Explainable artificial intelligence (XAI) analyses further highlighted the relationship between performance and biological interpretability. Grad-CAM heatmaps revealed that high-performing models (DPN, EdgeNeXT, RepVGG) focused approximately 92% of their decision mechanisms on biologically meaningful regions (cap surface, gills, stipe) [54]. In contrast, this proportion dropped to 65–67% in low-performing models, where attention often shifted toward background textures or noise. Integrated Gradients (IG) analysis confirmed these findings: in high-performing models, about 85% of pixels contributed positively to classification, while in low-performing models this proportion fell below 60% [55]. The Xception + DPN fusion model demonstrated particularly balanced attention, simultaneously focusing on fine textural details and overall morphological structures, thereby reducing misclassification rates in the most challenging species pairs (e.g., C. atramentaria and C. lagopus).
These results align closely with findings reported across other disciplines. In agricultural image classification, EfficientNet-based models have consistently demonstrated high accuracy in the detection of plant leaf diseases, with XAI analyses confirming reliable attention to lesion regions [56,57]. In medical image analysis, MobileNet-V3 has demonstrated strong trade-offs between speed and accuracy in histopathological classification [58], with Grad-CAM analyses consistently achieving a high level of reliability in correctly identifying tumor regions [59]. In ecological datasets, background variability and environmental conditions have posed challenges, yet deeper and more scalable architectures such as DenseNet121 and EfficientNet-B3 have exhibited superior generalization capacity [60,61]. Taken together, the patterns observed in this study are consistent with cross-disciplinary findings, underscoring the broader generalizability of high-capacity deep learning architectures in biologically complex classification tasks while highlighting the situational advantages of lightweight models in speed-critical applications [62,63].
Despite the strong performance of several architectures and the comprehensive evaluation presented in this study, certain limitations should be acknowledged to provide a balanced understanding of the findings [32]. First, although the dataset comprises real-world field images, the distribution of samples across species is not fully uniform, which may introduce subtle biases in model learning [29]. Furthermore, the models were trained and tested on images originating from the same underlying environmental conditions, which may limit the generalizability of the results to broader ecological contexts or geographically diverse regions [64]. Another limitation is that the study focuses exclusively on coprinoid macrofungi, and therefore the applicability of the proposed architectures to other taxonomic groups remains an open question.

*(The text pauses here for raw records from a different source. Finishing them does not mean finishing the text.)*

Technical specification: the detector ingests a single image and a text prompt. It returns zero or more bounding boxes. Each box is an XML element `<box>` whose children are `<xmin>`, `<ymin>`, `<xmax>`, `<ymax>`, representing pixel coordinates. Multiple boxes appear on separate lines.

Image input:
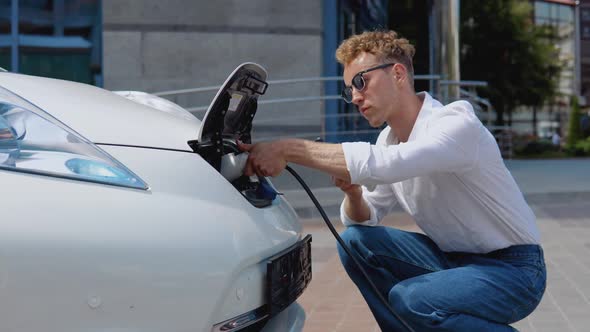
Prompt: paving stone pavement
<box><xmin>299</xmin><ymin>197</ymin><xmax>590</xmax><ymax>332</ymax></box>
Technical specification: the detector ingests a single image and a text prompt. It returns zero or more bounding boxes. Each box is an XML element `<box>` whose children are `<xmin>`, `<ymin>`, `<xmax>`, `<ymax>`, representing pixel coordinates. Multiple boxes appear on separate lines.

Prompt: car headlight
<box><xmin>0</xmin><ymin>87</ymin><xmax>148</xmax><ymax>190</ymax></box>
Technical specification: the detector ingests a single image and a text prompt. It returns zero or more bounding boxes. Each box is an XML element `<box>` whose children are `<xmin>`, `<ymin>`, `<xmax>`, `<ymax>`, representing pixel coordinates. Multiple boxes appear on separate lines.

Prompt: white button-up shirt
<box><xmin>340</xmin><ymin>92</ymin><xmax>539</xmax><ymax>253</ymax></box>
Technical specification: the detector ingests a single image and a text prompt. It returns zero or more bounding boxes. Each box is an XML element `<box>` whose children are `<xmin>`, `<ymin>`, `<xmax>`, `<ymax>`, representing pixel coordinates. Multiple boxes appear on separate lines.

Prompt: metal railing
<box><xmin>152</xmin><ymin>75</ymin><xmax>512</xmax><ymax>158</ymax></box>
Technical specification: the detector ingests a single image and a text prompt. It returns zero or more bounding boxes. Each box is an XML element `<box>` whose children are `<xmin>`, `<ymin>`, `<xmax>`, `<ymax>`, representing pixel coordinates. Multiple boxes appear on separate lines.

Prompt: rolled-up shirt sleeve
<box><xmin>340</xmin><ymin>185</ymin><xmax>397</xmax><ymax>226</ymax></box>
<box><xmin>342</xmin><ymin>102</ymin><xmax>481</xmax><ymax>186</ymax></box>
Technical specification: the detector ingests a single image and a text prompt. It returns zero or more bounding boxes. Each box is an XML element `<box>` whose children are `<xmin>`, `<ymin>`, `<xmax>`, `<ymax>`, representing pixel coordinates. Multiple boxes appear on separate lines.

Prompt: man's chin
<box><xmin>369</xmin><ymin>120</ymin><xmax>383</xmax><ymax>128</ymax></box>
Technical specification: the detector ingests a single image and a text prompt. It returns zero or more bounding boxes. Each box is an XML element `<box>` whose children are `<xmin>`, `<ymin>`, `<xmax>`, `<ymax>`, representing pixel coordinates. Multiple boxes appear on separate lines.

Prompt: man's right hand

Additionally, while XAI methods such as Grad-CAM and Integrated Gradients were employed to enhance interpretability, these techniques may not fully capture the complete decision-making dynamics of deep neural networks. Future work could address these limitations by incorporating larger and more diverse datasets, evaluating cross-domain generalization, and integrating multimodal or high-resolution morphological features to strengthen the robustness of the models [29,32,65].

5. Conclusions

This study comprehensively evaluated the effectiveness of deep learning-based approaches for classifying seven morphologically similar coprinoid macrofungi species using quantitative and qualitative metrics. Systematic comparison of ten different CNN architectures and three original fusion models revealed that the DPN architecture achieved the highest performance with 89.35% accuracy, 0.8764 Matthews Correlation Coefficient (MCC), and 0.9886 AUC. The Xception and DPN fusion model demonstrated 88.89% accuracy and 0.8803 MCC, confirming that architectural integration can enhance performance. In contrast, lightweight models such as LCNet and MixNet were limited to 72.05% accuracy and 0.6744 MCC, respectively.
Supporting the quantitative findings, Explainable Artificial Intelligence (XAI) analyses showed that high-performing models focused 92% of their decision mechanisms on biologically relevant regions (cap surface, lamellae, stipe), while this ratio dropped to 67% in low-performing models. Misclassification analysis detected a 23% confusion rate between Coprinopsis atramentaria and Coprinopsis lagopus species, quantitatively demonstrating the classification challenge posed by morphological similarities.
The findings of this study demonstrate the practical applicability of deep learning-based automated identification systems in macrofungi taxonomy. Three main directions are proposed for future work: (1) creating multi-modal datasets integrating microscopic images with macro images, (2) working on expanded datasets comprising different plant families and habitats to test model generalization capability, and (3) comparative evaluation of different image processing algorithms such as segmentation-based R-CNN and Transformers. These directions will further enhance the accuracy and reliability of automated species identification systems, contributing significantly to digital taxonomy and biodiversity monitoring studies.

Author Contributions

Conceptualization, Ö.B.A., F.E. and M.S.G.; methodology, A.F.K., M.S. and I.A.; software, Ö.B.A., A.A., F.E. and M.S.G.; validation, M.S.G., E.K., A.F.K. and F.E.; formal analysis, Ö.B.A., A.A. and I.A.; investigation, F.E. and M.S.G.; resources, E.K. and I.A.; writing—original draft preparation, Ö.B.A.,M.S., I.A. and F.E.; writing—review and editing, M.S.G., A.F.K. and E.K.; visualization, Ö.B.A., A.A., M.S., A.F.K. and F.E.; supervision, M.S.G., I.A. and F.E. All authors have read and agreed to the published version of the manuscript.

Funding

This research received no external funding.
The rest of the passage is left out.